When Dr. Garwin received The Enrico Fermi Award from Senator Clinton's husband, President Clinton, in 1997, its citation read:

"For his exceptional contributions to the fundamental physics of condensed matter, elementary particles, and fields; for his remarkable ability to analyze and integrate concepts from many fields into innovative practical engineering-applications; for his numerous contributions to the national defense; and for his steadfast and principled participation in the formulation of national security policy."

The President of the Council on Foreign Relations, Richard Haass, has stated, "Dick Garwin is a national resource. He possesses a truly original, creative intellect wrapped inside a caring humanist."

In Dr. Garwin's latest book, Megawtts and Megatons: The Future of Nuclear Power and Nuclear Weapons, he attempts to frame a public debate on the appropriate civilian uses of atoimc energy to generate electricity, by offering three observations:

  1. In terms of global warming, atomic energy is a far better choice than fossil fuels because there are no carbon dioxide emissions;
  2. The world's oceans contain more than four billion tons of uranium, one-thousand times greater than existing land resources, and that extracting this material could be economically feasible; and
  3. Recent developments in commercial reactor techology have made them much safer, and we should encourage central governments to redouble their efforts to make them even more dependable.

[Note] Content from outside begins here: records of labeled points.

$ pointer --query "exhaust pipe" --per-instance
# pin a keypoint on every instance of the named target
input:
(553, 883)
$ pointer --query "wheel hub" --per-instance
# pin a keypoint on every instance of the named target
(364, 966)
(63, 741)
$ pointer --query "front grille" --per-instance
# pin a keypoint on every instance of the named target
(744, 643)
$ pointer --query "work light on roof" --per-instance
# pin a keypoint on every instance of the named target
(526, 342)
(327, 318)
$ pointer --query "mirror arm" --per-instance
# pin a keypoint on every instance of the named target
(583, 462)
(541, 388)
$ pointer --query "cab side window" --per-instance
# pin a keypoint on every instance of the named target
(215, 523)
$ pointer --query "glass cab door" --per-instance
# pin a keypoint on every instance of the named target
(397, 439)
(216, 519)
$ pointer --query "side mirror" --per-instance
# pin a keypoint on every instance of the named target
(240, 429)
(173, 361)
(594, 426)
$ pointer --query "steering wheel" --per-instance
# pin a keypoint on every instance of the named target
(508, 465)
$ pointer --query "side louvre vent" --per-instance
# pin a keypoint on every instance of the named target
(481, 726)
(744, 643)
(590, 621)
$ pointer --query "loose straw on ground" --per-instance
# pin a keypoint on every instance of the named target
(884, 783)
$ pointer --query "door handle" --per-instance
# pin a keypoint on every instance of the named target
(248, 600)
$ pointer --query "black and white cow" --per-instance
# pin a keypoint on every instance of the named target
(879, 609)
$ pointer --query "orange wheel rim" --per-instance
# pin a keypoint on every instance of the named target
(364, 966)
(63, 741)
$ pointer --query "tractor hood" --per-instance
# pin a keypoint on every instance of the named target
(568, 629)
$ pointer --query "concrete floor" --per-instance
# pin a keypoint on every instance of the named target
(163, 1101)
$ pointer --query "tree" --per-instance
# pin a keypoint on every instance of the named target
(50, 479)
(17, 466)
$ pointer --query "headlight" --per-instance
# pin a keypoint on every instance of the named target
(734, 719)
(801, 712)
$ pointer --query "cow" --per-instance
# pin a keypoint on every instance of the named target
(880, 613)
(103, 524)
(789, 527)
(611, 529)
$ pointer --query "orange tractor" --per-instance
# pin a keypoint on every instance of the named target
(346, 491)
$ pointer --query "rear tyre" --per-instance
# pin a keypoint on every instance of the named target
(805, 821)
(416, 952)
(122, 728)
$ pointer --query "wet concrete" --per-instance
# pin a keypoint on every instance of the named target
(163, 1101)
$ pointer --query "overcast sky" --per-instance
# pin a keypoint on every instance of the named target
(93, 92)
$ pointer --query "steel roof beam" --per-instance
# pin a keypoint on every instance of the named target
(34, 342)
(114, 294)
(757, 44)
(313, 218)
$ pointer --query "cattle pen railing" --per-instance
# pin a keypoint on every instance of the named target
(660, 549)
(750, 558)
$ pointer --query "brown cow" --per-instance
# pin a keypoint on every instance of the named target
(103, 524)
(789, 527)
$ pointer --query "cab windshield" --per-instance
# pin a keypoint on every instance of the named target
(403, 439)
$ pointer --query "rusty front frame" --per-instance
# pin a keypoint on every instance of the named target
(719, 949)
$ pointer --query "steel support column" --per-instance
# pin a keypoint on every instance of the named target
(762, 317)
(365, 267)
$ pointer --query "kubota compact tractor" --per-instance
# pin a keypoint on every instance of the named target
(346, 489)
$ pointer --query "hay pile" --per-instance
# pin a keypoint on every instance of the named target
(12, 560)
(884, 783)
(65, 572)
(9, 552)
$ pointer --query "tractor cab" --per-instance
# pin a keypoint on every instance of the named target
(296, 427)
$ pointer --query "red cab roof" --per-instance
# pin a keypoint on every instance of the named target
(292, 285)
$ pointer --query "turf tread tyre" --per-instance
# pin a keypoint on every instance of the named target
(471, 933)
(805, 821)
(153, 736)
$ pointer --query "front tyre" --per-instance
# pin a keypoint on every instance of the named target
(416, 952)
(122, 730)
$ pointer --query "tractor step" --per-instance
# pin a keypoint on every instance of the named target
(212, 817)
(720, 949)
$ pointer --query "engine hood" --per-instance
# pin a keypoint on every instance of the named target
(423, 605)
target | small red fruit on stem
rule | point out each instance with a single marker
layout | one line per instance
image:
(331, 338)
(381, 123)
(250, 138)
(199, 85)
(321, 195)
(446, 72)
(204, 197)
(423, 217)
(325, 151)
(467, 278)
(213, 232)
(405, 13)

Not everyone in this room may agree with these observations, but they certainly articulate a basis for an informed, and hopefully rational, dialogue. And so it may be with Dr. Garwin's conclusions today about space weaponry.

This leads me to my main point, which is the ability of our democratic society to debate issues of controversy without fear or favor; and the importance of universities such as Polytechnic to encourage such discussions on their campuses.

No group of political leaders should be able to censor, distort, or manipulate scientific findings for partisan ends, no matter whether the topic is global warming, stem cell research, the disposition of nuclear waste, or space weaponry.

Currently, the Union of Concerned Scientists has collected over 4,000 signatures on a petition to protest the misuse of science to further factional or biased agendas. Dr. Garwin has added his signature, and thus his voice and public reputation, to this petition. Poly students should learn not only from Dr. Garwin's pioneering efforts in applied research and engineering, but also from his fine example of public service and intellectual integrity.

I would like to conclude by sharing with you a short selection from a speech made by Winston Churchill in Liverpool in 1901, because it has for me a certain resonance and relevance relating to today's activities:

"We live in an age of great events and little men, and if we are not to become the slaves of our own systems or sink oppressed among the mechanism we ourselves created, it will only be by the bold efforts of originality, by repeated experiments, and by the dispassionate consideration of the results of sustained and unflinching thought."

Ladies and gentlemen, I now turn the podium over to Councilmember Bill de Blasio.